ECLI:NL:CRVB:2016:2852
Centrale Raad van Beroep
- Hoger beroep
- R.H.M. Roelofs
- Rechtspraak.nl
Afwijzing aanvraag bijstandsuitkering wegens niet-naleving medewerkingsverplichting
In deze zaak heeft de Centrale Raad van Beroep op 26 juli 2016 uitspraak gedaan in hoger beroep tegen een eerdere uitspraak van de rechtbank Amsterdam. De appellante had op 20 november 2014 een aanvraag om bijstand ingediend op basis van de Wet werk en bijstand (WWB). De Dienst Werk en Inkomen (DWI) van de gemeente Amsterdam heeft echter vastgesteld dat appellante niet is verschenen op uitnodigingen voor gesprekken die noodzakelijk waren om haar aanvraag te kunnen beoordelen. De uitnodigingen zijn persoonlijk in de brievenbus van appellante gedeponeerd, maar zij heeft betwist deze te hebben ontvangen. Het college van burgemeester en wethouders van Amsterdam heeft de aanvraag afgewezen op grond van het niet voldoen aan de medewerkingsverplichting, waardoor het recht op bijstand niet kon worden vastgesteld.

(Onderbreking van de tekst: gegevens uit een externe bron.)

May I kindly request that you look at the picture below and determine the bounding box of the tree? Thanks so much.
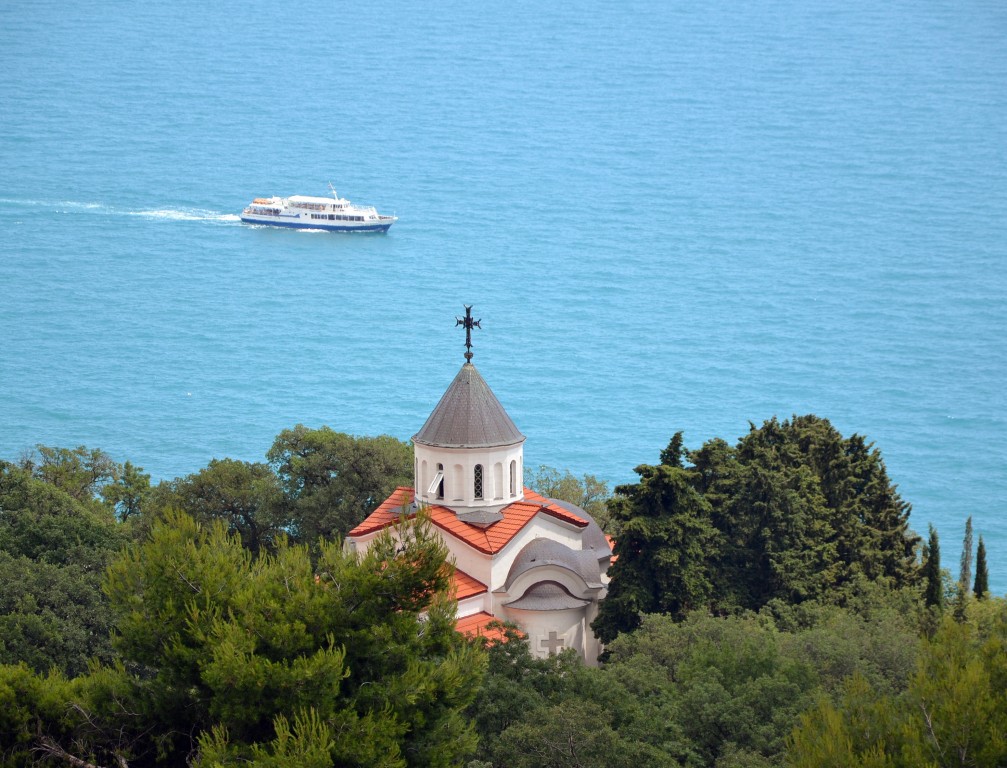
[592,450,716,644]
[0,662,77,767]
[974,536,989,600]
[960,516,974,594]
[467,623,683,767]
[0,554,116,678]
[597,417,920,641]
[724,417,917,598]
[0,462,125,675]
[101,460,152,521]
[923,525,943,611]
[603,612,821,766]
[787,606,1007,767]
[527,465,611,530]
[470,588,928,768]
[149,458,285,556]
[17,445,120,504]
[952,517,976,621]
[267,425,412,546]
[6,510,486,768]
[490,700,640,768]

De rechtbank heeft het beroep van appellante tegen de afwijzing ongegrond verklaard, waarna appellante in hoger beroep ging. De Centrale Raad van Beroep heeft vastgesteld dat de uitnodigingen op correcte wijze zijn bezorgd en dat appellante verwijtbaar niet is verschenen. De Raad heeft geoordeeld dat het college terecht de aanvraag heeft afgewezen en dat er geen aanleiding is voor schadevergoeding. De uitspraak van de rechtbank is bevestigd en het verzoek om schadevergoeding is afgewezen. De beslissing is openbaar uitgesproken en de proceskostenveroordeling is niet aan de orde.